As the French say, that certain "I don't know what."
I keep on noticing the prevalence of Schadenfreude among my children. Yeah, they were not familiar with the term either. It's a German word referring to taking pleasure in someone else's misfortune. They love to see each other get in trouble or have bad things happen to them, but that's a post on depravity we'll save for another day.
But, for your learning pleasure, I share some other neat terms from the Fatherland, terms that tend to express an idea better than English might.
- An sich - in itself
- Backpfeifengesicht - German compound word for a face that should be hit
- Besserwisser - "better knower," somebody who knows better or best and who does not hesitate to inform the others about it; akin to a "know-it-all"
- Dasein - existence or being there, an entity's potentiality1
- Doppelgänger - "double goer" - a ghostly double, look-alike, or clone of a person
- Dummkopf - "dummy head"
- Fahrvergnügen - enjoyment derived from driving
- Freispiel - free play or free game
- Gemütlichkeit - connotes the notion of belonging, social acceptance, cheerfulness, the absence of anything hectic and the opportunity to spend quality time
- Gesundheit - health
- Heilsgeschichte - salvation history, God's positive saving actions throughout history
- Hinterland - remote area, back country
- Kaputt - out of order
- Kitsch - cheap, sentimental, gaudy items of popular culture, trinkets
- Schadenfreude - pleasure in someone else's misfortune
- Schweinehund - "pig dog," common term of insult
- Sitz im Leben - setting in life, context
- Spielzeug - play thing, toy
- Übermensch - overman or superman2
- Verboten - forbidden
- Verstehen - understanding
- Wanderlust - a strong need or desire to travel
- Weltanschauung - world view
- Wunderbar - wonderful
- Wunderkind - wonder kid, miracle child
- Zeitgeist - spirit of the time
See also nunchi, a Korean word for the innate ability to sense what would be the wrong thing to say in a situation (and presumably the ability to then not say it).

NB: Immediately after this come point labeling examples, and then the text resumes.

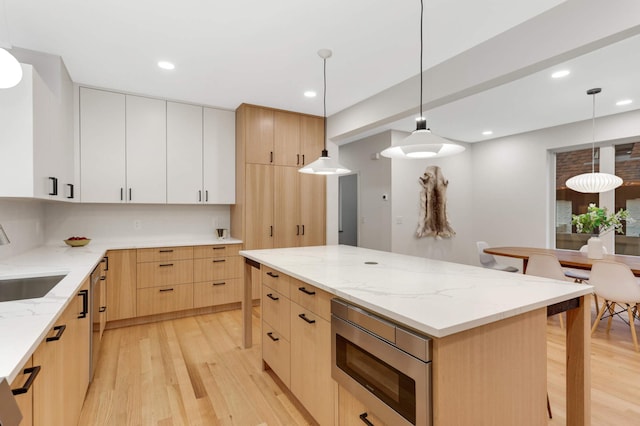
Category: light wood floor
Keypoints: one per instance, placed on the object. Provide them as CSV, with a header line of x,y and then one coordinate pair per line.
x,y
191,371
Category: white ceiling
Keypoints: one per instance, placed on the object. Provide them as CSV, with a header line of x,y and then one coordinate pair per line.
x,y
264,52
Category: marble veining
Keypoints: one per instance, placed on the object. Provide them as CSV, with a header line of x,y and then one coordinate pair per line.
x,y
435,297
25,323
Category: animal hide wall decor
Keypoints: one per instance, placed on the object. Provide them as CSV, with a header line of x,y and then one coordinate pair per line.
x,y
433,205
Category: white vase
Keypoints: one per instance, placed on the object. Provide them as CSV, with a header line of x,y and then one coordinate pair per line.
x,y
595,249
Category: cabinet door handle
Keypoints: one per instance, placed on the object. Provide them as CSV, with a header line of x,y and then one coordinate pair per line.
x,y
304,317
54,187
305,291
70,186
33,373
364,419
60,330
85,303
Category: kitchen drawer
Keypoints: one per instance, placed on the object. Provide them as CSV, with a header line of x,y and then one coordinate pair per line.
x,y
311,298
161,254
216,251
153,274
217,268
158,300
276,280
217,292
276,310
276,351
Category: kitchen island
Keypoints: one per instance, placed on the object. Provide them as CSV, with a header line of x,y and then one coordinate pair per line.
x,y
488,327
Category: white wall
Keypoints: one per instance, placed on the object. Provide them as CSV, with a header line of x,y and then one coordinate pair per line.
x,y
23,222
374,180
116,222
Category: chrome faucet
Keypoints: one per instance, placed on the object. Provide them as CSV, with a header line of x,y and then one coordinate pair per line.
x,y
3,237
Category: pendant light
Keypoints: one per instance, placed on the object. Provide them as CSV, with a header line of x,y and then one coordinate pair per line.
x,y
325,165
10,69
422,143
593,182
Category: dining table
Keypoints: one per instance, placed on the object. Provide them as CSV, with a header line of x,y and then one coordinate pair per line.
x,y
567,258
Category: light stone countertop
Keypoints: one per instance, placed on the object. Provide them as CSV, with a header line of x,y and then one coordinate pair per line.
x,y
435,297
25,323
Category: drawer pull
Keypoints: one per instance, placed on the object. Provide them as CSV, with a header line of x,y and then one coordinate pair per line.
x,y
305,291
60,330
364,419
33,373
270,334
304,317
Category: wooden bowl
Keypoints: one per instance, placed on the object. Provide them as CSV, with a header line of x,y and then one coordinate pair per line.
x,y
78,243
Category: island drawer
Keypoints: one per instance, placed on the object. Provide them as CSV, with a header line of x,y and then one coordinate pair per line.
x,y
276,280
158,300
216,250
217,292
276,310
311,298
276,351
161,254
217,268
153,274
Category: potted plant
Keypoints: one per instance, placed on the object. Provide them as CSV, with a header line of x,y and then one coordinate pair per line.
x,y
597,221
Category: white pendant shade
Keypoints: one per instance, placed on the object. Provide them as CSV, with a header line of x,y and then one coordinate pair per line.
x,y
594,182
422,144
10,70
324,165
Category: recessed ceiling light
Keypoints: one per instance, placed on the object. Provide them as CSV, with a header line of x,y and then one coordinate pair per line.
x,y
165,65
560,74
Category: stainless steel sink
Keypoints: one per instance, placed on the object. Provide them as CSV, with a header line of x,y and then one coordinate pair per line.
x,y
27,288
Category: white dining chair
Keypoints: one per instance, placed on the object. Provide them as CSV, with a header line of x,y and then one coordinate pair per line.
x,y
616,284
488,261
547,266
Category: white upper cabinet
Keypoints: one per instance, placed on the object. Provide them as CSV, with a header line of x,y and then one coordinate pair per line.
x,y
36,136
184,154
102,146
219,156
146,150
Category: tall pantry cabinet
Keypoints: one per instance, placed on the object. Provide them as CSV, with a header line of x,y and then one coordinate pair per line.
x,y
276,206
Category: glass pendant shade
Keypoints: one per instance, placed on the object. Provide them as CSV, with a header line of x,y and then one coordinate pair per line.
x,y
10,70
422,144
594,182
324,165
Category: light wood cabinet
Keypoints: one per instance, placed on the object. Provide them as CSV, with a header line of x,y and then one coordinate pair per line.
x,y
25,400
37,135
121,284
276,206
296,340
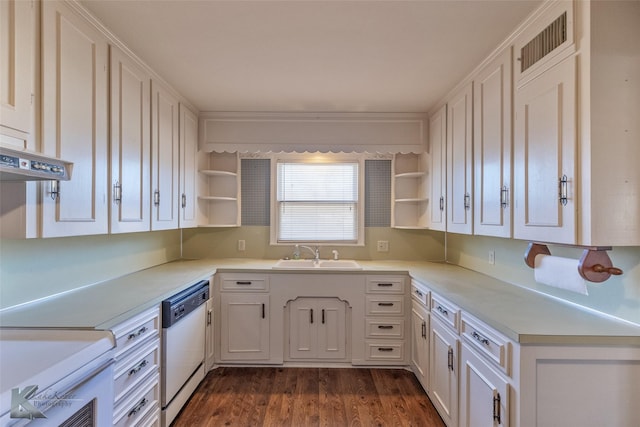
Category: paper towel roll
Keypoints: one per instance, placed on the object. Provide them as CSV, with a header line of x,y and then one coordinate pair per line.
x,y
560,273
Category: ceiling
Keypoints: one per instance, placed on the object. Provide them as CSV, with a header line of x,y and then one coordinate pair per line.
x,y
312,56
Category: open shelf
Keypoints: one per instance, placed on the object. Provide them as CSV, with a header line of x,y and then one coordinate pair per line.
x,y
220,199
410,205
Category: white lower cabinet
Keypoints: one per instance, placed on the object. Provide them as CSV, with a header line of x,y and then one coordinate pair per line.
x,y
244,327
420,343
137,370
484,393
443,370
317,329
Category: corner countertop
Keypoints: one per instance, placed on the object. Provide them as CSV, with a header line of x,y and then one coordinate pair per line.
x,y
521,314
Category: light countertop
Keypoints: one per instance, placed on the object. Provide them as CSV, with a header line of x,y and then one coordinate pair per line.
x,y
520,314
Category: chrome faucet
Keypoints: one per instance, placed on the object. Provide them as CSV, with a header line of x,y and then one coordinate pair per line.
x,y
315,251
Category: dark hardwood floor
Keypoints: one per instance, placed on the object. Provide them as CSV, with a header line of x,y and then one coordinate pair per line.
x,y
297,397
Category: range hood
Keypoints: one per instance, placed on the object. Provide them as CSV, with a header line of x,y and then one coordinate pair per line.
x,y
25,165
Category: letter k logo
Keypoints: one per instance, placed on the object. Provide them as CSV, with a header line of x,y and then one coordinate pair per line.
x,y
20,407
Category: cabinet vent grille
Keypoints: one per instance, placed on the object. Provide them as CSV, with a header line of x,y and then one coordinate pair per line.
x,y
544,43
85,417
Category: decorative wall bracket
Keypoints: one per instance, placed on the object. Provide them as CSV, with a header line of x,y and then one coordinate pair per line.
x,y
594,265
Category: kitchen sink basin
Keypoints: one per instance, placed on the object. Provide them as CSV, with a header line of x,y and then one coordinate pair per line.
x,y
309,264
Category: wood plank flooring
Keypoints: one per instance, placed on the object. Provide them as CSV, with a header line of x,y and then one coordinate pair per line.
x,y
298,397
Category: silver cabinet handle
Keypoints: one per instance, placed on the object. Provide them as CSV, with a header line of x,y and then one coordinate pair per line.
x,y
55,190
496,408
139,367
504,197
117,192
138,333
480,338
563,190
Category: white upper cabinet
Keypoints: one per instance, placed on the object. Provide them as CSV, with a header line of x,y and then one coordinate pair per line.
x,y
74,118
188,168
460,161
545,155
492,141
164,158
17,51
438,175
130,145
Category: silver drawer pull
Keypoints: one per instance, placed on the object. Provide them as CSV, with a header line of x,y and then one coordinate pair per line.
x,y
137,334
138,368
480,338
442,310
138,407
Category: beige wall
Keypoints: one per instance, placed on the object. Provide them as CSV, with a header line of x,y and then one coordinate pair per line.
x,y
37,268
223,243
619,296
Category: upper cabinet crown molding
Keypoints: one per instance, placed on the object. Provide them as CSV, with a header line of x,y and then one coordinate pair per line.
x,y
311,132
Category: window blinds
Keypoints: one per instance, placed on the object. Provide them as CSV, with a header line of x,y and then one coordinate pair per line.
x,y
317,202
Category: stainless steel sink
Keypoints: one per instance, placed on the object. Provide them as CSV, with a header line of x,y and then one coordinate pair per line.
x,y
309,264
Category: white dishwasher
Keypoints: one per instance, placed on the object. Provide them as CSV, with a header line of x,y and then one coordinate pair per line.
x,y
183,347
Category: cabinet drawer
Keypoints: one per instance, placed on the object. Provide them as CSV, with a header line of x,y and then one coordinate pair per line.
x,y
379,327
385,305
135,367
420,294
385,284
139,404
385,350
136,330
446,311
244,282
487,342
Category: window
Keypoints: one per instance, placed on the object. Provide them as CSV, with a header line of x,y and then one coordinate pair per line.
x,y
317,201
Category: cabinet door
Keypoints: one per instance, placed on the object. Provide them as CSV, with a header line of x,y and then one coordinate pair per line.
x,y
209,358
74,118
460,162
317,328
17,33
438,147
492,115
545,155
443,371
164,158
244,326
130,145
420,343
332,329
303,331
484,397
188,168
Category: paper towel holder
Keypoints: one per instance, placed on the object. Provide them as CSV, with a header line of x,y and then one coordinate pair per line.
x,y
594,265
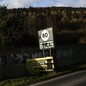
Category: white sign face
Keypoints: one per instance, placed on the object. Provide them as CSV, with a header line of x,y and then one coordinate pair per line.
x,y
47,45
45,35
46,38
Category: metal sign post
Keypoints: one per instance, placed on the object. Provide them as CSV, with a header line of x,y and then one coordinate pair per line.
x,y
46,39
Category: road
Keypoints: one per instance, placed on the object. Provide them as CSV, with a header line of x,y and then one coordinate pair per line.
x,y
73,79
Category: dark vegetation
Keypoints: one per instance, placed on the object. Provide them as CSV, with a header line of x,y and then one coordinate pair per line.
x,y
18,27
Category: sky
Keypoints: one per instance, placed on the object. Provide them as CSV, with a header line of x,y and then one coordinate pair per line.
x,y
42,3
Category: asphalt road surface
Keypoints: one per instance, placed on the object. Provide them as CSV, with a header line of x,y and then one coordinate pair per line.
x,y
73,79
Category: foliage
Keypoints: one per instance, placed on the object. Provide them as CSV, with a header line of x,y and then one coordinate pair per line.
x,y
18,27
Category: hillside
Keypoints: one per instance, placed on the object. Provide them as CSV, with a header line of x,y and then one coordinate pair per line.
x,y
19,27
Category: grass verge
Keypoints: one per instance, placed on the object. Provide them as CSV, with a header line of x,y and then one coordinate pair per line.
x,y
23,81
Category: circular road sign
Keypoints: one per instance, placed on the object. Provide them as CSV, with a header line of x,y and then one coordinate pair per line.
x,y
45,35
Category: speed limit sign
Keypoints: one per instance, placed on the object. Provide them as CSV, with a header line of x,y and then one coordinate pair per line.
x,y
45,35
46,38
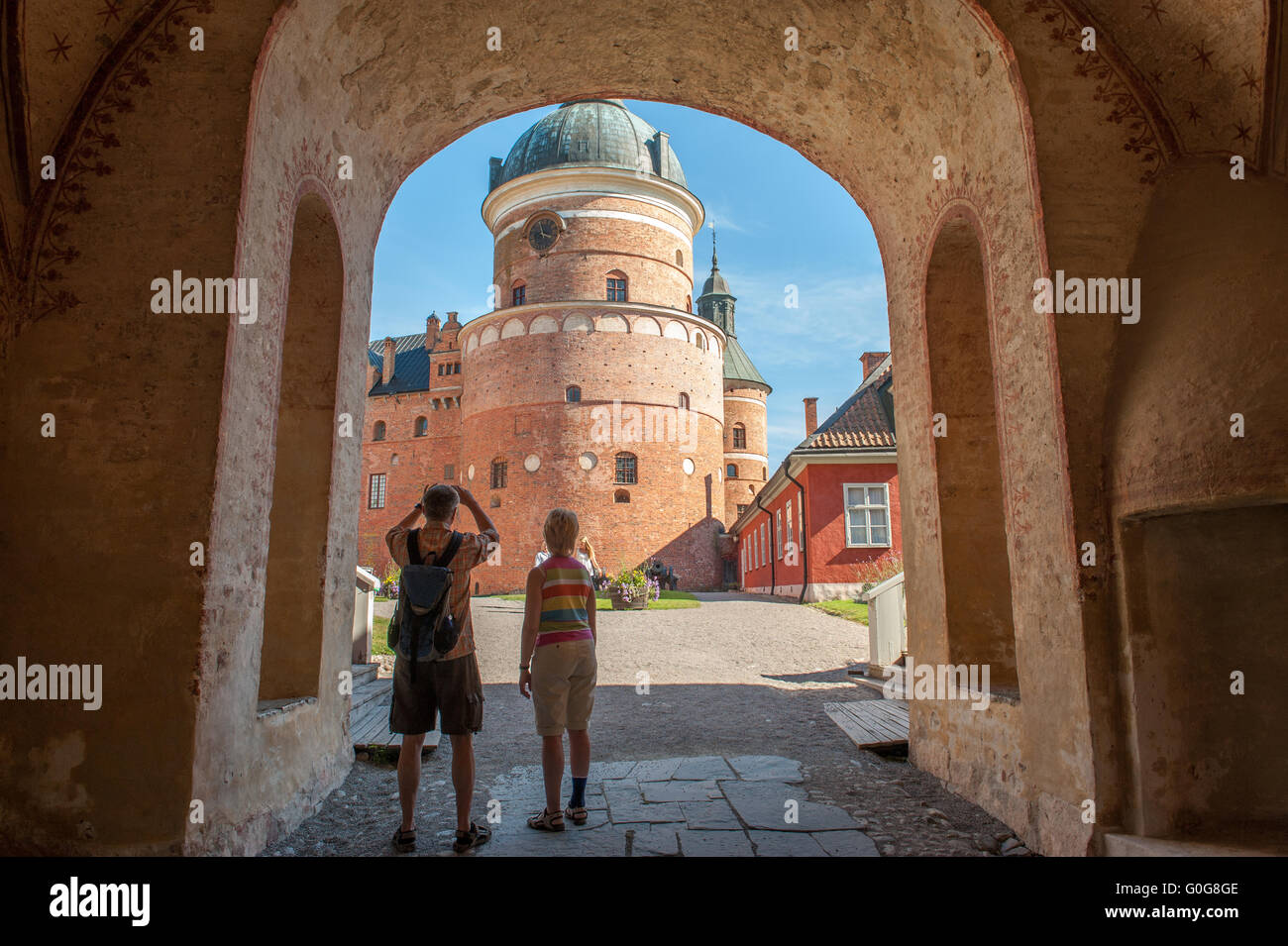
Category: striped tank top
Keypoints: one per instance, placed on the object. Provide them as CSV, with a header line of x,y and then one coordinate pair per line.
x,y
563,601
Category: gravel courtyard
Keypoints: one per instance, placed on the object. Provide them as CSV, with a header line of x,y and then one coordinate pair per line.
x,y
739,676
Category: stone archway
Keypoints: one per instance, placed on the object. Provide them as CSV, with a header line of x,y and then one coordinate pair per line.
x,y
389,128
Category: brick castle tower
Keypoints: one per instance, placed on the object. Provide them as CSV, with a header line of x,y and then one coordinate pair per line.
x,y
591,383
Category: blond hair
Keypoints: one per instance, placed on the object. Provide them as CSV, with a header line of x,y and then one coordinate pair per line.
x,y
561,532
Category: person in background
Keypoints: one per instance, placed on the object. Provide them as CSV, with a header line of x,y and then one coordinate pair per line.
x,y
558,667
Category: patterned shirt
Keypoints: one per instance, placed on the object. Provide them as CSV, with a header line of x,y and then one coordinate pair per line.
x,y
565,588
473,551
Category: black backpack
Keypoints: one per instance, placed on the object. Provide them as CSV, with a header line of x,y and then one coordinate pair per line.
x,y
423,627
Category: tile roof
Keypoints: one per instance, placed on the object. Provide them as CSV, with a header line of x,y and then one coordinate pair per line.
x,y
866,420
411,365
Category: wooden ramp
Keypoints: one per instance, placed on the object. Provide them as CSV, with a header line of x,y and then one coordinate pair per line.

1 - Dasein was famously examined by Martin Heidegger in Being and Time. It is derived from da-sein, which literally means "being-there/here," though Heidegger was not fond of this translation. Heidegger chose this term as a synonym for "human entity" in order to emphasize the critical importance "being" has for our understanding and interpretation of the world.
2 - Übermensch was made famous as a concept by Friedrich Nietzsche, who declared the Übermensch as a goal for humanity, overcoming the herd, in his book Also Sprach Zarathustra.